An SDSU alumnus talks about giving back to the university.
No one personifies the Aztec spirit better than William E. Leonhard Jr.
A 1964 engineering graduate, Leonhard maintains close ties with San Diego State despite living across the country in Florida. He is a member of the National Campaign for SDSU Leadership Council and serves on the College of Engineering advisory board.
Leonhard feels strongly about giving back to SDSU for providing him the education and tools to succeed as an engineer. Now is the time, he says, for alumni to help current and future students secure a college degree.
“You don’t have to be a billionaire to give money back to the university,” Leonhard said. “It doesn’t take a lot of money over a long period of time to endow a scholarship.”
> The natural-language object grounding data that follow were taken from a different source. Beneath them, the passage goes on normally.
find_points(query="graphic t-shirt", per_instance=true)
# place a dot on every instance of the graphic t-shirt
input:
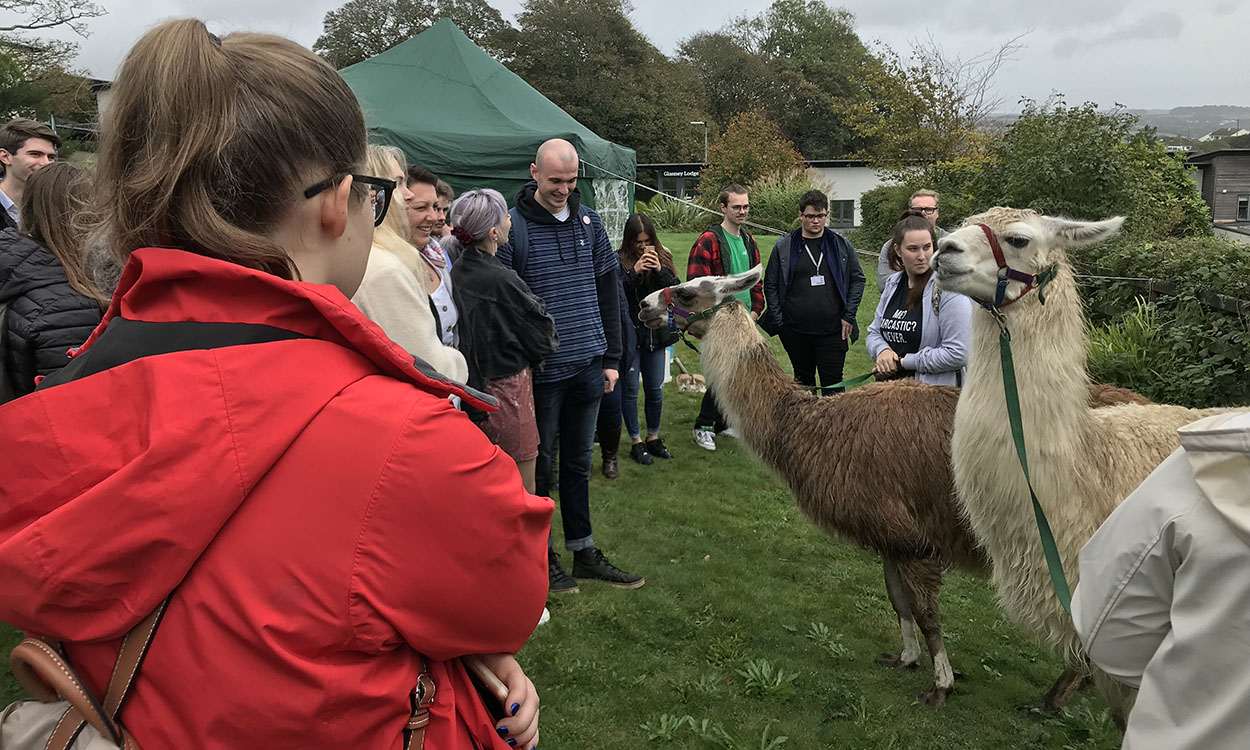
(736, 260)
(900, 328)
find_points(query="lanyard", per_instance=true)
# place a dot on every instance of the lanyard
(815, 261)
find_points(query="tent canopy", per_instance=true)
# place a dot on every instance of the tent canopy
(461, 114)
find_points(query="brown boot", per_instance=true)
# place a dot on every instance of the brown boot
(609, 443)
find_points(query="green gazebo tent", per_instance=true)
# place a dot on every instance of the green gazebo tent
(461, 114)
The William E. Leonhard Chair in Civil and Environmental Engineering is funded by an endowment created with gifts from Leonhard and his parents, William E. and Wyllis M. Leonhard. It will enable SDSU to attract and retain the most accomplished faculty in these fields.
Another gift, the William E. Leonhard Jr. Scholarship Endowment, will support scholarships for graduate and undergraduate engineering students.
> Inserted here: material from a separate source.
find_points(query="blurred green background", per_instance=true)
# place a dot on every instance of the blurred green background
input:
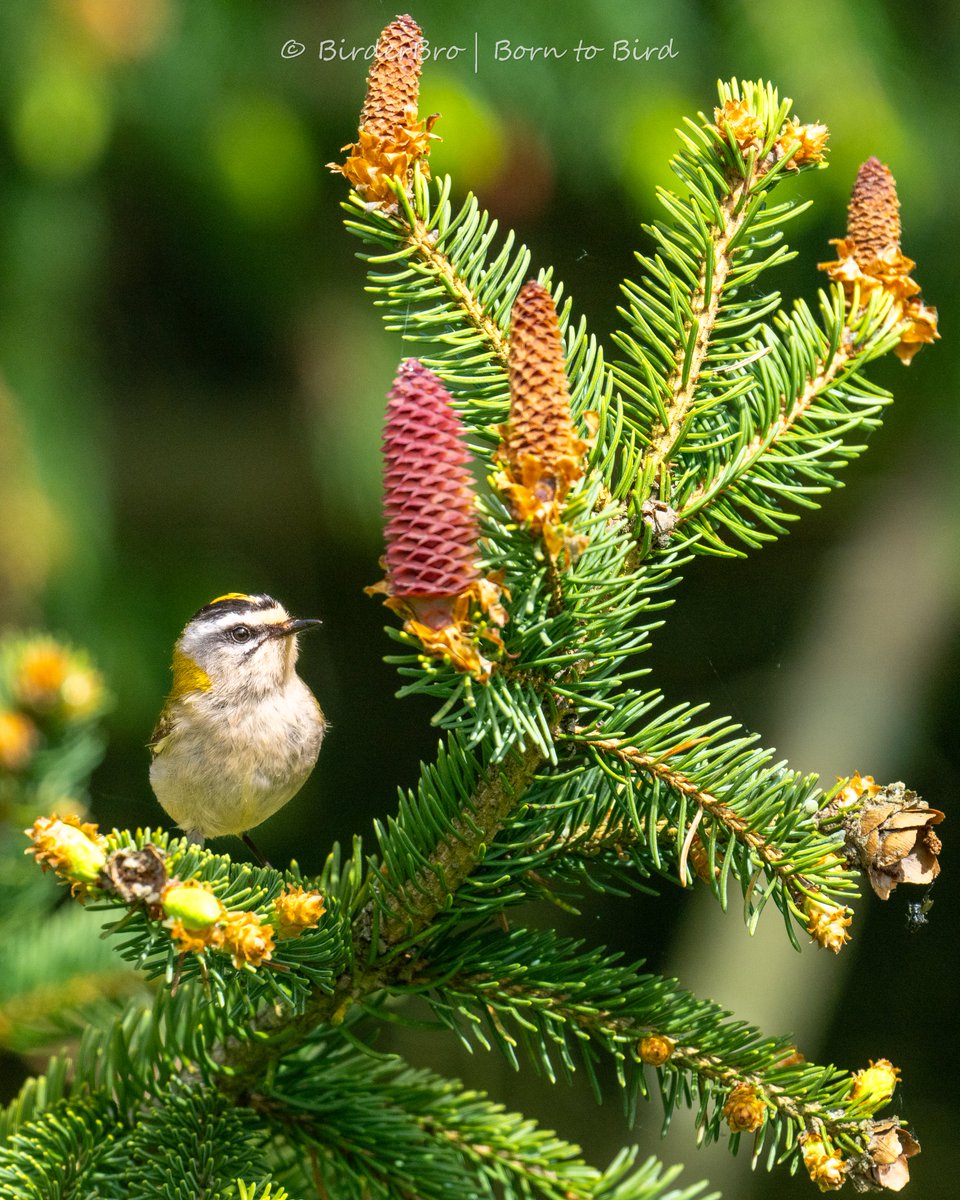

“This country needs more highly educated technical personnel,” said Leonhard. “Universities can’t do this work by themselves anymore, especially state universities where the legislatures are [financially] cutting back. Individual alumni need to pick up the slack. We need to show that providing access to quality education is important.”
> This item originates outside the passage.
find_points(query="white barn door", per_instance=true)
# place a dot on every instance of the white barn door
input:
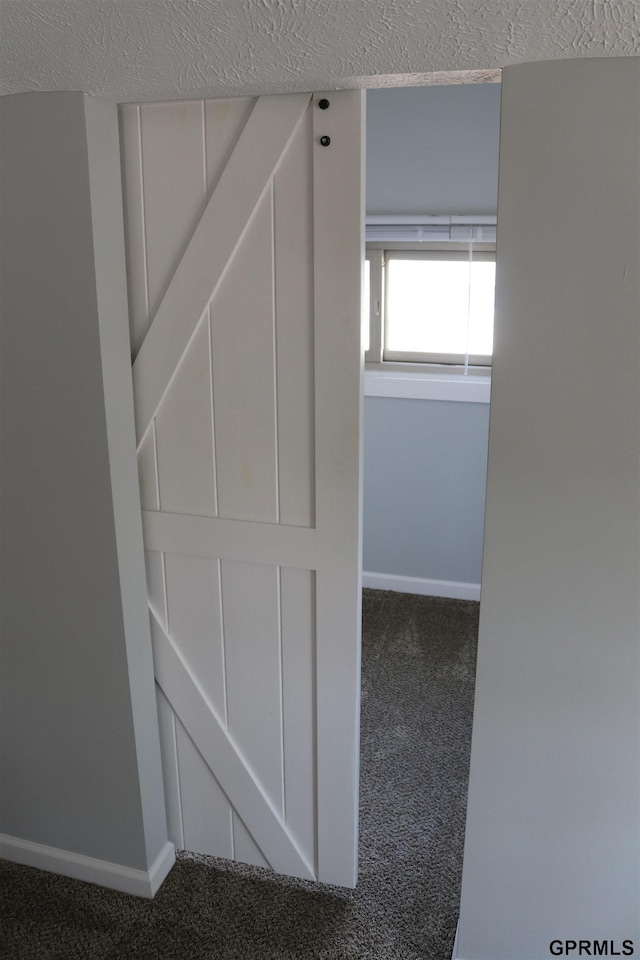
(244, 253)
You don’t have to be a billionaire to give
money back to the university.
After retiring from the Air Force as a colonel, Leonhard became senior program manager for the Parsons Corp., where he managed the design of themed rides for Disney Parks. He was also site manager for a 5-million-square-foot computer manufacturing and development site and he consulted on the construction of a computer chip manufacturing plant in Oregon.
Today, Leonhard reflects that his years at SDSU gave him the knowledge and skills to succeed in his career. Not until he left San Diego to work on a master’s degree at another university did he realize the value of his undergraduate education.
“Interestingly enough [when I went to Arizona State University], I got better grades than I expected,” said Leonard. “It made me realize that the education at SDSU was of a much higher quality than I had thought. I am still grateful for that.”